Beberapa menit kemudian, Hinata masuk ke ruangan Sasuke dengan wajah cerianya.

"Sepertinya ada kabar baik." Komentar Sasuke melihat wajah ceria Hinata.

Hinata mengangguk cepat, lalu duduk di sofa yang tak jauh dari meja kerja Sasuke. "Benar! Kabar baik untukku dan untukmu juga."

"Baiklah. Sekarang bisa kau jelaskan apa yang terjadi padamu dan kabar baik itu?"

Hinata mengangguk. "Tadi malam sebelum kau menjemputku itu, aku sedang bertengkar dengan adikku dan Neji-nii karena masalah saham itu. Mereka tidak setuju tentang penawaran saham yang kuberikan padamu. Lalu, tanpa sepengetahuanku, ternyata Neji-nii membeli saham," Hinata tersenyum lebar, lalu kembali melanjutkan, "Neji-nii membeli saham atas namaku! Jadi, kabar baik untukku adalah aku berhasil mendapatkan saham yang kubutuhkan itu!"

Sasuke terdiam.

"Kabar baik untukmu adalah kau tidak perlu menikahiku! Kau sudah bebas dariku, Sasuke-kun. Kau senang, kan?"

Sasuke masih terdiam. Ia tidak tahu berkata apa.

Hinata mendecak kesal. "Respon macam apa itu, Sasuke-kun? Kau tak perlu menyembunyikan rasa senangmu. Aku tahu aku memang sangat mengganggumu."

Sasuke mengangguk. "Tentu saja aku senang karena aku sudah bisa kembali ke kehidupanku seperti semula."

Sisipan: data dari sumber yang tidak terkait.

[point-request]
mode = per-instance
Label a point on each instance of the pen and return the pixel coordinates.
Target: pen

Hinata menghela napas. "Jadi, mungkin hari ini terakhir kalinya aku berbicara informal padamu dan memanggilmu dengan 'Sasuke-kun'. Aku anggap kesepakatan kita sudah berakhir. Terkait dengan bibi Mikoto, aku akan menyelesaikannya." 

Sasuke mengangguk pelan tanpa mengeluarkan kata-kata.

"Oh iya! Aku juga meminta izin padamu untuk ke apartemenmu. Aku ingin mengambil barang-barangku."

"Dari dulu kau memang masuk tanpa meminta izin dariku. Kenapa baru sekarang meminta izin?"

Hinata terkekeh pelan. "Maaf. Aku memang agak gila waktu itu. Tapi, sekarang kondisinya sudah berbeda."